It was also here, at Beacon Rock, that I told Hali I want to visit Ireland when I'm fifty. For ten years the beacon of Ireland beckoned. But unlike Lewis and Clark, who spent years planning their expedition, my preparation began the moment I purchased plane tickets. The Ring of Kerry was near!

Like most of our trips to Europe, I start with Rick Steve's. Why not? He's been at it for nearly forty years, we follow his travel philosophy, and he's a local boy. Well, he's from the Northwest anyway. Plus he's got an easy to navigate web sight complete with a travelers helpline. Believe me, when investing in travel(just like we would in real estate or stocks and bonds) we need all the help we could get.

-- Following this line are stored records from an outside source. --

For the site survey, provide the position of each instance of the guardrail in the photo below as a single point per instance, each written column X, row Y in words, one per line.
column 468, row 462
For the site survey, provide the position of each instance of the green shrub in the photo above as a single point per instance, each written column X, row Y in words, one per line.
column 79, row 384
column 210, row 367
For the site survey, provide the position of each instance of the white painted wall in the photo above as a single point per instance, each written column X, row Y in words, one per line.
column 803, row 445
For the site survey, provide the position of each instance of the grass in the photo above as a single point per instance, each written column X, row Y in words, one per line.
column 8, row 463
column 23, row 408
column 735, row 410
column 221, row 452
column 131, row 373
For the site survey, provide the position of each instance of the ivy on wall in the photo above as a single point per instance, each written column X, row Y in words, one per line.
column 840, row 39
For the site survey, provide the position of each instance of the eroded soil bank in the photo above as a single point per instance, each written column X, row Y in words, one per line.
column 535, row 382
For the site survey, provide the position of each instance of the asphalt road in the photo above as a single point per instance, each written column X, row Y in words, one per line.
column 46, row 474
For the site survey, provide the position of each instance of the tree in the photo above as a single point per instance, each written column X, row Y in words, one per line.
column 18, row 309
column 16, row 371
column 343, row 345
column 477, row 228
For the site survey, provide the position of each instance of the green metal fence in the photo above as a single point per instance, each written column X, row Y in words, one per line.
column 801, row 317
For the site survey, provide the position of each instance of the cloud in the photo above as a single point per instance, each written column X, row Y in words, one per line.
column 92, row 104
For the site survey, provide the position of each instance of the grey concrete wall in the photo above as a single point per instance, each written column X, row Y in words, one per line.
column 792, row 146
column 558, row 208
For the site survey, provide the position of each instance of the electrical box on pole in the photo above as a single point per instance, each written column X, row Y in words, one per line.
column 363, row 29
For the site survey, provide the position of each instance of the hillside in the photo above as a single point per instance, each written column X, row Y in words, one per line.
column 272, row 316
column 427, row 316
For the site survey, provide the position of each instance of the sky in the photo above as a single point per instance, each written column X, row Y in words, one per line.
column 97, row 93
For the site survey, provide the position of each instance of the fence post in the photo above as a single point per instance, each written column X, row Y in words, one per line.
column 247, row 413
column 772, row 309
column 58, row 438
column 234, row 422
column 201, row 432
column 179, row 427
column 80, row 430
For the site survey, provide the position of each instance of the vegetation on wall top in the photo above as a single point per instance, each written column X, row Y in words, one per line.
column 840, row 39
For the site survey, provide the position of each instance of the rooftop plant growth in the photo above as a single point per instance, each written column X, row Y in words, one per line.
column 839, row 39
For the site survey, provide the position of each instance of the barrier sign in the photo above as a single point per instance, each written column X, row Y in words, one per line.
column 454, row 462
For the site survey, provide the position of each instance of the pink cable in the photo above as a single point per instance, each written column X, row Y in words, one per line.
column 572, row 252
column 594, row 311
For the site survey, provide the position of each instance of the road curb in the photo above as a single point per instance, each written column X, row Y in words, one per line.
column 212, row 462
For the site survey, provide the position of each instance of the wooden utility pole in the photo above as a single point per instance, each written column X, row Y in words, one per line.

In addition to Rick's Ireland 2012 book, I also used Lonely Planets current issue of Ireland. Both are excellent resources, and offer different travel perspectives. I would often cross reference recommendations to get a more complete review without being overwhelmed by the hundreds of Ireland guidebooks at the bookstore. And by recommendations, I'm not just referring to sleeping arrangements, but all the other components involved in planning a 3 week trip overseas: itinerary, transportation, packing, meals, pubs, tours, sights.

With that in mind, we figured that we could knock out both the Ring of Kerry and the Ring of Dingle on this trip. What the heck? We're traveling during the shoulder season and time is on our side. Okay, you get the picture. So grab your camera and follow us.

First stop, The Ring of Kerry. Unlike the jammed up narrow roads we were warned of, in mid-May we found it pleasantly uncrowded. A few tour busses here and there, but nothing like a snaking caravan that Rick Steve's describes. We did stop overnight at St. Finian's Bay so our drive around the Ring moved at slower pace. We had nowhere to be that particular night.

In Sneem we stopped at the farmers market. A "sister of charity" was selling knitted items, mostly for toddlers, and egg "cozies". Much like the coolers that keep a can of beer cold only these were for eggs. We handed her a couple Euro, passing up on the "cozies".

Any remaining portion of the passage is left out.